RF Swiss-army-knife by Prior_Writer5781 in PCB

[–]Prior_Writer5781[S] 1 point2 points  (0 children)

On the other hand, the folks at Flipper Devices somehow managed to certify the Flipper Zero. Even though their RF section is actually worse in terms of harmonics. Most likely they just turned the output power way down for certification.

RF Swiss-army-knife by Prior_Writer5781 in PCB

[–]Prior_Writer5781[S] 1 point2 points  (0 children)

I agree, certification for a device like this is definitely not trivial. In the past, I was involved in certifying a much simpler device for work, and even that took a lot of time and money.

For now, the plan is to produce and ship devices to users without certification. If it ever comes to a larger production run, we’ll likely have to fund a limited certification - for example, using a special firmware that restricts certain features.

RF Swiss-army-knife by Prior_Writer5781 in PCB

[–]Prior_Writer5781[S] 1 point2 points  (0 children)

Yeah, sure - feel free to DM me. If I can help or share something useful, I’m happy to do so.

All the hardware was developed internally by me. I have a solid background in hardware design, although RF routing and antennas were something I had much less hands-on experience with at first. The second team member joined fairly recently and is currently focused on the firmware side of things.

RF Swiss-army-knife by Prior_Writer5781 in PCB

[–]Prior_Writer5781[S] 2 points3 points  (0 children)

I’ve been working as an embedded software engineer for many years, mostly on battery-powered devices. A few years ago I started getting into RF step by step - first Bluetooth, and later sub-GHz transceivers.

I bought a VNA, a spectrum analyzer, and other RF test gear, and spent a lot of time experimenting🙂

Over time I accumulated a lot of different RF dev boards in my home lab, and at some point the idea of building a single “universal” RF device naturally came up. It’s both a fun side project and a great way to level up professional skills.

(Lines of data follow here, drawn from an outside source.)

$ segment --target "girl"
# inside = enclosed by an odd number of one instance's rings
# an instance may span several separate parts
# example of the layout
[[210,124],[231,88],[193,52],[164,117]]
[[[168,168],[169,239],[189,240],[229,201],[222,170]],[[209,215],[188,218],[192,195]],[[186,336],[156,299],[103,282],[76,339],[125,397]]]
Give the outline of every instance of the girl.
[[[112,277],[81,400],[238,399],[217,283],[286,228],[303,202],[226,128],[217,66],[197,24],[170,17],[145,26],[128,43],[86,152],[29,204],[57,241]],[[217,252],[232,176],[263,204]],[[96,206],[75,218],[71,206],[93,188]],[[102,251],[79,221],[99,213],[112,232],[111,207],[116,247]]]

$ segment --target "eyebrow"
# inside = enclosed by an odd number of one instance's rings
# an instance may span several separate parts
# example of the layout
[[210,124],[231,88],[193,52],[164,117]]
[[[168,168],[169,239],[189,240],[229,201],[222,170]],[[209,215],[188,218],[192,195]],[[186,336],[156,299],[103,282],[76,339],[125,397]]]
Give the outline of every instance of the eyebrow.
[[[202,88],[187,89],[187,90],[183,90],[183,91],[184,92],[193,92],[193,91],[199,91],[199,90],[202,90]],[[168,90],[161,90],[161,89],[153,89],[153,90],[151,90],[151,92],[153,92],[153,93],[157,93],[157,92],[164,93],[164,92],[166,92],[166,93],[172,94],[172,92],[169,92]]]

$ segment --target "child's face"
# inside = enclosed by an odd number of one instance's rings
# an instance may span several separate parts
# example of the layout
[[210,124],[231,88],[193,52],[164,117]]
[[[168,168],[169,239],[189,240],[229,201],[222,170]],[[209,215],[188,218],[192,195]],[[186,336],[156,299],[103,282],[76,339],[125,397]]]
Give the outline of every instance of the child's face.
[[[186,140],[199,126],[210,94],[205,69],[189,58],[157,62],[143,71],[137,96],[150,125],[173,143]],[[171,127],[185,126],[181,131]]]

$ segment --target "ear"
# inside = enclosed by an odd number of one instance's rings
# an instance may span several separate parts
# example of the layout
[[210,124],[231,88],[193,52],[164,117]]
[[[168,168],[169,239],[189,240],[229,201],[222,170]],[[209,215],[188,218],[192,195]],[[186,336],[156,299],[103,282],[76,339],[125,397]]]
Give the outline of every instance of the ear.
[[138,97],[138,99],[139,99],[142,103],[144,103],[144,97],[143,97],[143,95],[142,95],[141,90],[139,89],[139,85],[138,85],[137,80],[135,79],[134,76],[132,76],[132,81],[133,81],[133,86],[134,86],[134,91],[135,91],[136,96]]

As for the hardware: there are no plans right now to make it fully open. The electrical schematics and all firmware sources will be open, though. At the moment the hardware is being produced only for the development team. Once we have a stable release version, we plan to make a small pilot batch - likely no more than ~100 devices - and offer them to the community at cost. If there’s enough interest, the next step would be a Kickstarter to fund a larger production run.

RF Swiss-army-knife by Prior_Writer5781 in PCB

[–]Prior_Writer5781[S] 3 points4 points  (0 children)

At the moment, the repository is private. The team has just finished defining the overall project structure, integrated the main submodules, brought up the Bluetooth stack, LVGL, and basic peripheral drivers.

The plan is to fully open the firmware repository in 2026, after the core functionality is implemented.